Granderson may play grand role in MLB playoffs

Fred Jeter | 10/2/2015, 8:56 p.m.
Curtis Granderson provides everything expected of a leadoff man — and much more. “Let’s Get It Started” by the Black ...
Curtis Granderson

Curtis Granderson provides everything expected of a leadoff man — and much more.

“Let’s Get It Started” by the Black Eyed Peas could be his walk-up-to-the-plate music, if it isn’t already.

“The Grandy Man” bats first in the lineup for the revitalized New York Mets, who have won the National League East title and likely will face Los Angeles in the divisional series Friday, Oct. 9.

Predictably, the speedy, lefty-swinging right fielder tops the Mets in hits (144), runs (96), walks (90) and stolen bases (11), as of Sept. 27.

Combining power with speed, Granderson is tied for most home runs (25) with Lucas Duda and has 69 runs batted in, just behind Duda and David Murphy with 70 each.

Those are categories where middle of order hitters generally prevail.

In 2007 with Detroit, he joined the exclusive 20-20-20-20 Club — meaning he had at least 20 doubles, 20 triples, 20 home runs and 20 stolen bases in a season. The club’s only other members are Jimmy Rollins, Willie Mays and Frank Schulte.

Youngsters searching for a role model on the diamond need look no further than Granderson, 34, who grew up the son of two educators in the Chicago suburbs.

Granderson’s off-the-field résumé may exceed his brilliance on it.

Consider he:

• Holds a degree in business management from the University of Illinois, Chicago. Only about 4 percent of all big leaguers have college degrees.

• Donated $5 million for construction of a new baseball stadium at his alma mater.

• When he won endorsements from Nike, Louisville Slugger and Rawlings, he requested his pay go to his Grand Kid Foundation that promotes inner-city baseball.

• As a member of Baseball International, traveled to Europe, Asia and Africa as an ambassador for the sport. 

• Wrote the children’s book, “All You Can Be: Dream It, Draw It, Become It!” illustrated by students from New York City Public Schools.

• In a 2009 Sports Illustrated article, was voted Friendliest Player in the Major Leagues in a poll of 290 big leaguers.

• Represented baseball at the White House for “Let’s Move!” the anti-obesity program sponsored by First Lady Michelle Obama.

• As a tribute to the Negro Leagues, is among a few players to wear his socks high, around his knees.

African-Americans make up only about 9 percent of all big leaguers. Granderson is front and center in the group of quality players.    

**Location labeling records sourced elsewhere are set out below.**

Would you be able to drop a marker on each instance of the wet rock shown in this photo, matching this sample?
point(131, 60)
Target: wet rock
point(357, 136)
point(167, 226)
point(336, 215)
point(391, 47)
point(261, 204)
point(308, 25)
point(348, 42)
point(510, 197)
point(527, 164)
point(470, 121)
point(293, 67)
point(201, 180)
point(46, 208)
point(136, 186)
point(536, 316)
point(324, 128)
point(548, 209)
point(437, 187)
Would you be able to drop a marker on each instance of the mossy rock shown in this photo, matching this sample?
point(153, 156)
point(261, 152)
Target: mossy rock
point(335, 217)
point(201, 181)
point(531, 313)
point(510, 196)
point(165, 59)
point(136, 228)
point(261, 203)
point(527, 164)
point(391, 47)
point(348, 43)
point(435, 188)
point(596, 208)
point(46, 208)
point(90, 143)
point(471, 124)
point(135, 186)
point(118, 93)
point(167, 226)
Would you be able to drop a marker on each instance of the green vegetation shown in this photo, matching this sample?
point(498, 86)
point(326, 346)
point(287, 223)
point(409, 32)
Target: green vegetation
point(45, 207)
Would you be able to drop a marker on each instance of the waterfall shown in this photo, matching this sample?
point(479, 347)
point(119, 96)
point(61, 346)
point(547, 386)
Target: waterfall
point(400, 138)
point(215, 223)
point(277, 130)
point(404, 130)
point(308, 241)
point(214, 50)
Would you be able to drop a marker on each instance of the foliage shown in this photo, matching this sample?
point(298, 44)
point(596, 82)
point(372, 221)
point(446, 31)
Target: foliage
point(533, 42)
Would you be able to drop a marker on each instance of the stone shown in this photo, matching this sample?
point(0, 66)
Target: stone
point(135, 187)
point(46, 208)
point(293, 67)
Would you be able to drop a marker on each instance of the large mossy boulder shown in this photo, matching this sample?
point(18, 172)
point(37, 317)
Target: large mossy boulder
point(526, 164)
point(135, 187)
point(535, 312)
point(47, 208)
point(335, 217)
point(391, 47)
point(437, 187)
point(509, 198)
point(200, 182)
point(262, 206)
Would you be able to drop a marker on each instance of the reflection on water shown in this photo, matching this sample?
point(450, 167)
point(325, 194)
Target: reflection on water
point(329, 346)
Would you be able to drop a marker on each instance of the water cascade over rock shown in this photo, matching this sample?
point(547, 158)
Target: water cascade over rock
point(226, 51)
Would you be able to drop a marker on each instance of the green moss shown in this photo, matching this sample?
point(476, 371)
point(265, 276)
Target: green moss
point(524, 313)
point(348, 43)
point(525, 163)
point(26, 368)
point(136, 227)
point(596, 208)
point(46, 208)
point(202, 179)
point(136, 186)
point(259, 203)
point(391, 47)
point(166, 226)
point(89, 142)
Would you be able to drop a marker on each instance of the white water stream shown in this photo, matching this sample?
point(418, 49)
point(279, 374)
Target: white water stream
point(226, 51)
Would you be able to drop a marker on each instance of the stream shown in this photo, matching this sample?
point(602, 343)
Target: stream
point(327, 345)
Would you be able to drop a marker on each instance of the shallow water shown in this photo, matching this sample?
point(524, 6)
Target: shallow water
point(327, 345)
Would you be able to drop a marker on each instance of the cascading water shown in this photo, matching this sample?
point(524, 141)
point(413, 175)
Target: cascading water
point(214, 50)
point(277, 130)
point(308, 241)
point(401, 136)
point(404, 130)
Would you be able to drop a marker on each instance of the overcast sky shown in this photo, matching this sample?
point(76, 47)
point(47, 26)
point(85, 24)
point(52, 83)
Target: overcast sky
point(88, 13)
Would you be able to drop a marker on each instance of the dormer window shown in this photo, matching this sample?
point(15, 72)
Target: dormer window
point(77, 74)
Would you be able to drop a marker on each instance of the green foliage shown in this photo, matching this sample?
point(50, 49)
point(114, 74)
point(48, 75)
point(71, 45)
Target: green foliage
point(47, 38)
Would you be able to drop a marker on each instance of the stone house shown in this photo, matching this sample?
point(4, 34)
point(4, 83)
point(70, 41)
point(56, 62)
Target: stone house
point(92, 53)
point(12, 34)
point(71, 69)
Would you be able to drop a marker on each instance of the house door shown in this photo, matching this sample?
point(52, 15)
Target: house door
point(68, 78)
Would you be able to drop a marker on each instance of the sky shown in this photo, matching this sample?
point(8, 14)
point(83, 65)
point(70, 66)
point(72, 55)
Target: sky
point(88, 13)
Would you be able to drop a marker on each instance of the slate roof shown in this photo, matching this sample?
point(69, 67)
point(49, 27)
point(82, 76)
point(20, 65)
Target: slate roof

Here are players of color to watch for other postseason contenders:

National League:

St. Louis: Jason Heyward, outfield. The son of Dartmouth graduates, the “J-Hey Kid” is hitting a career high .287 since joining the Cardinals after six seasons in Atlanta.

Pittsburgh: Andrew McCutchen, outfield. A brilliant defensive player, “Cutch” was MVP in 2013 and is a contender for the same honor this season.

Chicago Cubs: Dexter Fowler, outfield. The 6-foot-4 switch hitter looks comfortable at Wrigley Field after stints with Colorado and Houston.

Los Angeles: Jimmy Rollins, shortstop. Will this be the last hurrah for the 2007 MVP when he played with the Phillies? Now 36, “J-Roll” hears the footsteps of LA rookie phenom Corey Seager.

American League:

Toronto: David Price, pitcher. “The price is right” whenever the southpaw takes the mound. The powerful lefty is a Cy Young Award contender after coming over from Detroit.

Houston: Jose Altuve, second base. The 5-foot-6 Venezuelan is tough out. He led the league in hitting (.341) last year and is well over .300 again. 

Kansas City: Lorenzo Cain, outfield. He is perhaps the main reason for the Royals’ resurgence. He didn’t play baseball until his sophomore year in high school.

Texas: Prince Fielder, first base/DH. Price and his dad, Cecil, are the only father-son combination in baseball history to both have 50-homer seasons on their resumes.

New York Yankees: Dellin Betances, pitcher. Home-grown talent from Manhattan’s lower East Side, he succeeded Mariano Rivera as the Yankees’ prized reliever.